A1, phasic bursting SON neuron in control ACSF for a 5 min recording. Ab, ratemeter of spike activity in Aa. The red lines in Ab and Bb indicate bursts detected by the computer program. The first firing period was not analysed because the initiation of burst required at least 3 s of preceding silence (see Methods). The blue line indicates the silent period detected by the program. The silent period following the last burst was not counted because the duration of the silent period is unknown. Notice that isolated spikes (the arrows in Aa and Ba) were considered part of the silent period between adjacent bursts. Ba, trace from the same neuron as in A after the application of picrotoxin and DNQX. Bb, ratemeter from neuron shown in Ba. See A for explanation. C, D and E show the statistical data from 8 neurons that exhibited phasic activity before and after synaptic blockade (5 were treated with combined picrotoxin and DNQX; 3 were treated with picrotoxin only). There were no significant differences between control and synaptic blockade periods for intraburst CV (C), intraburst firing rate (D) and the proportion of active time (E). We also compared the length of bursts and interburst intervals between the 2 periods and found no significant differences. Burst length of control, 33.5 s; burst length of drug treatment, 42.2 s; silence length of control, 25.4 s; and silence length of drug treatment, 32.3 s.

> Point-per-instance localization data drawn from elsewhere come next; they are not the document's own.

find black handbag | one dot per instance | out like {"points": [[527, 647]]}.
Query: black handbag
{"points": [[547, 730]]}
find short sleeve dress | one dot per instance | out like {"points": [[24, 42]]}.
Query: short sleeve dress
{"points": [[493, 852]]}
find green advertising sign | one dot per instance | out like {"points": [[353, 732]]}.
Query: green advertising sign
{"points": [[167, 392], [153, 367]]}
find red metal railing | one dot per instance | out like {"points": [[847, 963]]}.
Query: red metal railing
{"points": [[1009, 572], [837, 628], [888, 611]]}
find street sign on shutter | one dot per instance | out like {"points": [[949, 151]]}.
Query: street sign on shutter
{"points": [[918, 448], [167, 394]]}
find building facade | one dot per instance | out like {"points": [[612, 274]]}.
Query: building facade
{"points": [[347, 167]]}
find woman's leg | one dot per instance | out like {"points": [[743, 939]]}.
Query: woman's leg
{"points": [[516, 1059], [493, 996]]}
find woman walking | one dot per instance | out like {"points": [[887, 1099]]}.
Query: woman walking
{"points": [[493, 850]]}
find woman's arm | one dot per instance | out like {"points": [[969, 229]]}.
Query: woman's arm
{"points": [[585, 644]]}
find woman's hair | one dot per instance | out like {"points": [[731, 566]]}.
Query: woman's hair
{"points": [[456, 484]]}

Figure 10. Comparison of OT and VP neuronal properties

A, OT neurons have a larger firing variability, as indicated by the larger Fano factor (P < 0.0001) and CV (P < 0.0001), compared with VP neurons. B, OT neurons fire more slowly than VP neurons near threshold (P < 0.0001). C, averaged serial correlograms showed that the initial peak of VP neurons was larger than that of OT neurons (P = 0.002), suggesting that for short periods (10 spikes), neighbouring spikes of VP neurons are more positively correlated than those of OT neurons. D, OT neurons have larger input resistance than VP neurons (P = 0.002). E, OT neurons exhibited more IPSCs (P < 0.0001) and EPSCs (P = 0.042) than did VP neurons. For A–E, n = 41 VP neurons and 33 OT neurons. F, since OT neurons have more IPSCs, we predicted that their response to picrotoxin would be larger than that of VP neurons. Although the tendency was that the variability of firing (Fano factor and CV) was reduced in OT compared with VP neurons in response to picrotoxin, neither effect reached statistical significance (CV, P = 0.07; Fano factor, P = 0.09).